We ordered districts across all countries according to their estimated coverage of access to improved water, improved sanitation, and improved watsan (S1 Appendix only), and then targeted them from worst to best coverage. District-level coverage was derived from previously modeled estimates of access to improved water and improved sanitation [14].

Measuring public health impact and costs

We estimated the public health impact of conducting OCV campaigns from 2018 to 2030 as the number of cholera cases, deaths, and disability-adjusted life years (DALYs) averted over the period from 2018 to 2030 (see S1 Appendix).
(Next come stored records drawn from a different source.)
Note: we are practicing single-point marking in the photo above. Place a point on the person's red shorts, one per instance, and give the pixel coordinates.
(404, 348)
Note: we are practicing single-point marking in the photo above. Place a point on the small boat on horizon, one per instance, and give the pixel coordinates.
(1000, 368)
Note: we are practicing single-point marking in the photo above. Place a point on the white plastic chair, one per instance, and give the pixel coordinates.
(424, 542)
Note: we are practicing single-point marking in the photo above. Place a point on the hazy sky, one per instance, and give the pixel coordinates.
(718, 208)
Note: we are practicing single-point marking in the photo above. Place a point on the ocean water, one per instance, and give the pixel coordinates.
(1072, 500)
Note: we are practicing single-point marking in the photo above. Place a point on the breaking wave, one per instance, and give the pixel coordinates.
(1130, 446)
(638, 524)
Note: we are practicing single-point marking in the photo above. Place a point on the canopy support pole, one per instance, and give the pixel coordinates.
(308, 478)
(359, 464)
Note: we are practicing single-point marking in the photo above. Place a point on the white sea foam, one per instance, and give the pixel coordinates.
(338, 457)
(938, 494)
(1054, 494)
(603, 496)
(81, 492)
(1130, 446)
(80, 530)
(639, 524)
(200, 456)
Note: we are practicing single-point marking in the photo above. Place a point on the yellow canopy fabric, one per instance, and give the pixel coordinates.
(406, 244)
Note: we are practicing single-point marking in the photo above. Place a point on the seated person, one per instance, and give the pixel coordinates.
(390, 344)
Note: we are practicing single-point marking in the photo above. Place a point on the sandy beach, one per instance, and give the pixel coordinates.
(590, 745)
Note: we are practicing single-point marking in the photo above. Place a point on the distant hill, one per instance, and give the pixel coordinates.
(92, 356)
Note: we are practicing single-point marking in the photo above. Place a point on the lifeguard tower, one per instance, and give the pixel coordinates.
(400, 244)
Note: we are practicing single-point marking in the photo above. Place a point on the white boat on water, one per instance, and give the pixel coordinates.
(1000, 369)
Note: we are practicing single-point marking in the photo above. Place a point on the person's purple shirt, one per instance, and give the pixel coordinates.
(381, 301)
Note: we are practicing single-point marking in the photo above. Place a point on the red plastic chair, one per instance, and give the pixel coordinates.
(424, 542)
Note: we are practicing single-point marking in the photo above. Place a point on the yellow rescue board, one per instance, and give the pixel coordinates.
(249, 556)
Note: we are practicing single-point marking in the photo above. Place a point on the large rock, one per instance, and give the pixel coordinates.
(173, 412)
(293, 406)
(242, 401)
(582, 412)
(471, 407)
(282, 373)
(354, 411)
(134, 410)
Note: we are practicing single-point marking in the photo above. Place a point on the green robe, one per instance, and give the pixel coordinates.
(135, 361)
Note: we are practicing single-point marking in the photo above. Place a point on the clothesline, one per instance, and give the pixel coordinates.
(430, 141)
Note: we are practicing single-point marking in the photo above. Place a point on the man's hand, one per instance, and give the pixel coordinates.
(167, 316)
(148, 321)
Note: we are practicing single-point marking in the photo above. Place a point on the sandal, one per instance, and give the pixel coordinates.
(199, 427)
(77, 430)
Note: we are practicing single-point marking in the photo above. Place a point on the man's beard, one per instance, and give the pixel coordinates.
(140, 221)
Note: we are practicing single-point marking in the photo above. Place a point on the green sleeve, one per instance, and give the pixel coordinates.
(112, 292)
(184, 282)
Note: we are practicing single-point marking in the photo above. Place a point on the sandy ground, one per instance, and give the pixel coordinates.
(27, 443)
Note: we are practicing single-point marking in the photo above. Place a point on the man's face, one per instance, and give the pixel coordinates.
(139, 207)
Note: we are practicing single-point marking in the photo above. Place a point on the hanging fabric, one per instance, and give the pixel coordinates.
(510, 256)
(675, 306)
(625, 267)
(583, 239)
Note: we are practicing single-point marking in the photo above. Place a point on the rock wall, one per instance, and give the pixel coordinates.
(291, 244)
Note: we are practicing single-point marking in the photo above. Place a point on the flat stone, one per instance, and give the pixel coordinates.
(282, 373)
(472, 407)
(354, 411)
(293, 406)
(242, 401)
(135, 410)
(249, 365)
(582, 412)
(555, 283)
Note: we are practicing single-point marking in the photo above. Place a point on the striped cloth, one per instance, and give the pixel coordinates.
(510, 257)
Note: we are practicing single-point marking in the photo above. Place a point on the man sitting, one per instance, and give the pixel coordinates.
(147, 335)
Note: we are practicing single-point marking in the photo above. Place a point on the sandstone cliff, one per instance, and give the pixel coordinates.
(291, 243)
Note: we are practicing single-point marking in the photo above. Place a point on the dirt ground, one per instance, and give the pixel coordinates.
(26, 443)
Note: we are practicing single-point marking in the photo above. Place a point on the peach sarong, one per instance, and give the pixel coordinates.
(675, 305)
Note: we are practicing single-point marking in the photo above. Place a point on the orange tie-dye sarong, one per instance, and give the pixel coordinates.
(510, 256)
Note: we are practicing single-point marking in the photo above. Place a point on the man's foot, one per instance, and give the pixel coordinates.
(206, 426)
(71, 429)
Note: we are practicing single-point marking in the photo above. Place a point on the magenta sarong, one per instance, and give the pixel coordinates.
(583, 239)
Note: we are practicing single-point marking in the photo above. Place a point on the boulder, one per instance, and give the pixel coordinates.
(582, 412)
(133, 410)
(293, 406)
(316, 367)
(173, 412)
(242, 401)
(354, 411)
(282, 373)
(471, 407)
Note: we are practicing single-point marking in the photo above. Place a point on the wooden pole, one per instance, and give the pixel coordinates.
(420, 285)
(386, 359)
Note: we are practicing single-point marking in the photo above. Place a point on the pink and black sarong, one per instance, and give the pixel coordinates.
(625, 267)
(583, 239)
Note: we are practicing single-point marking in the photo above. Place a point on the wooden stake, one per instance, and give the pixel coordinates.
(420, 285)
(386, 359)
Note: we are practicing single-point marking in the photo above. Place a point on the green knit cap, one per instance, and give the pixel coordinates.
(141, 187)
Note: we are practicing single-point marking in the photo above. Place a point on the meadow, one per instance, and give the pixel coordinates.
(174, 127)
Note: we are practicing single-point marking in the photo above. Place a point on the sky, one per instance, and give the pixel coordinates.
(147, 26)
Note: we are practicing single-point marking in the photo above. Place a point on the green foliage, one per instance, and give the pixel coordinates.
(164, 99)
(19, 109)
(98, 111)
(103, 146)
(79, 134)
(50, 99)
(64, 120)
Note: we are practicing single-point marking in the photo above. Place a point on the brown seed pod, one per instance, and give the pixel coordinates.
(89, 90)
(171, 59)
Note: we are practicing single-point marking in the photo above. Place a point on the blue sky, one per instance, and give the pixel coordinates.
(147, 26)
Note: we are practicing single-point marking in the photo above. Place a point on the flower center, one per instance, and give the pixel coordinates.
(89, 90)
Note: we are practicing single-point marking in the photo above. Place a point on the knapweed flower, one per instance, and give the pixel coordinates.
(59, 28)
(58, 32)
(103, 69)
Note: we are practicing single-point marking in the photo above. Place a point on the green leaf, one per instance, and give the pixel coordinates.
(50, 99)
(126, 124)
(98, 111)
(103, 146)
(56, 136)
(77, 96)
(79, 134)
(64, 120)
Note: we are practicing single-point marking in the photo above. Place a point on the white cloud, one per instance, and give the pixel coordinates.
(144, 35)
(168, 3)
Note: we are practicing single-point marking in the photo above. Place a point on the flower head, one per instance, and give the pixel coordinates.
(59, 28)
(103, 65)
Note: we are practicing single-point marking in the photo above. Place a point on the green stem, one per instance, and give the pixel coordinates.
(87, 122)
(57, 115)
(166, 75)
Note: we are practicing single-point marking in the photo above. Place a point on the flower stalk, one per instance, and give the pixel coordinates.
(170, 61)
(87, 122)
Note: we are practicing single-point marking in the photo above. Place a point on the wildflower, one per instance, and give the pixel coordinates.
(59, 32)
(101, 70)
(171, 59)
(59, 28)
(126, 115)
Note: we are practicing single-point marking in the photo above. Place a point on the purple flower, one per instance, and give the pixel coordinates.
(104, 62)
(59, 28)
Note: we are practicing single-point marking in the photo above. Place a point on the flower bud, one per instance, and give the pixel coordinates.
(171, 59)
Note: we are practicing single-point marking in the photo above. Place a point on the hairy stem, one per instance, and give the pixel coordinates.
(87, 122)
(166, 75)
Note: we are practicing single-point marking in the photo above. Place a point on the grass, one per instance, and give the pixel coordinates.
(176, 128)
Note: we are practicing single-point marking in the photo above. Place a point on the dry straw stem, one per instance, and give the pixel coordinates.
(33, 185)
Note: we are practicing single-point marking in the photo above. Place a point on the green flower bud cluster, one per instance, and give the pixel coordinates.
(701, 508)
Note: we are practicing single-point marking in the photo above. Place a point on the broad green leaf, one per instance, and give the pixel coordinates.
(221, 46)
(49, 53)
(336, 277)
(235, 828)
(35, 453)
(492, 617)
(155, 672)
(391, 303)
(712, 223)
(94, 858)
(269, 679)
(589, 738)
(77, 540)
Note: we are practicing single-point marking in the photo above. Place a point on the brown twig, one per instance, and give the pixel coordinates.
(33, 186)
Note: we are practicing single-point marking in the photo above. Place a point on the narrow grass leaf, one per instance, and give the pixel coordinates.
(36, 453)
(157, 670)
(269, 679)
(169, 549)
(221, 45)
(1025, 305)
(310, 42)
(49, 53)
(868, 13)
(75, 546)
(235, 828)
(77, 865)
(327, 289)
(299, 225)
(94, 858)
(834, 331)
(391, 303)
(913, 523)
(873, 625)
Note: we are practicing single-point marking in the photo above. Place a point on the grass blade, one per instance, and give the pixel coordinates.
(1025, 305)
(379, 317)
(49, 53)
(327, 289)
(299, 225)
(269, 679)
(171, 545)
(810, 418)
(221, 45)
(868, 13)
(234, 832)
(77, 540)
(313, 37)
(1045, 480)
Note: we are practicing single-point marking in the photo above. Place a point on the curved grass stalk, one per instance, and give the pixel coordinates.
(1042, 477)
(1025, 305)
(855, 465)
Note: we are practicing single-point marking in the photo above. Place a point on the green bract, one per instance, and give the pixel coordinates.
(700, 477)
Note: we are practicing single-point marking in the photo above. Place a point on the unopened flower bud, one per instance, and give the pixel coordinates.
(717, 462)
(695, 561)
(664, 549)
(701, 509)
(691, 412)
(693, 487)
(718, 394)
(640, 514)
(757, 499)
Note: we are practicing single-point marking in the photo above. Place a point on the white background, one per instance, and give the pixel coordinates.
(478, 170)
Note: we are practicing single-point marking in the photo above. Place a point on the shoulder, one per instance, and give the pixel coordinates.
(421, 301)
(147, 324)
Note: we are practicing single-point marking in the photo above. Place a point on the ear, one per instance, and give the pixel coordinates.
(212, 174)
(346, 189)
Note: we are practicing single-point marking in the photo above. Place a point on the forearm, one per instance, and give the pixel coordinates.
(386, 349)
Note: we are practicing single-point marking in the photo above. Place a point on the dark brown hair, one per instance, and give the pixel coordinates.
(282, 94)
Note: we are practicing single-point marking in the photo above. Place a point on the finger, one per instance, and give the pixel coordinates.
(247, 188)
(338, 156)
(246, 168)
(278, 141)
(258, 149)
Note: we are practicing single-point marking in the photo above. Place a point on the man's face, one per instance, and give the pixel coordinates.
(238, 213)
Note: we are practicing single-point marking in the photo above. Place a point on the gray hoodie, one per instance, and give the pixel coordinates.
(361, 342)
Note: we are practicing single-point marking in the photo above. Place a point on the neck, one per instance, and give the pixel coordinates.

We reviewed 4 cost surveys for mass OCV campaigns that reported the vaccine delivery and vaccine procurement costs per fully vaccinated person (i.e., receiving 2 vaccine doses) in non-refugee African settings [30-33] (Table B in S1 Appendix). One outlying data point with high vaccine purchase prices ($10 in 2009 US dollars [USD]) was excluded [33], as ongoing policy discussions suggest that future, preventive use of OCV in these settings will likely be available at lower prices. All costs were adjusted to 2017 USD according to the World Bank Consumer Price Index. The mean total cost per fully vaccinated person ($6.32), calculated as the sum of delivery and procurement costs, was used to calculate vaccination campaign costs.

Program costs were measured as the cost per DALY averted (2017 USD), and discount rates for health benefits and costs were set to 0% and 3%, respectively [34]. We calculate total costs per DALY averted for all combinations of the 3 cost estimates and 1,000 samples of averted DALYs (per model) in order to estimate 95% confidence intervals jointly from these 2 empirical distributions.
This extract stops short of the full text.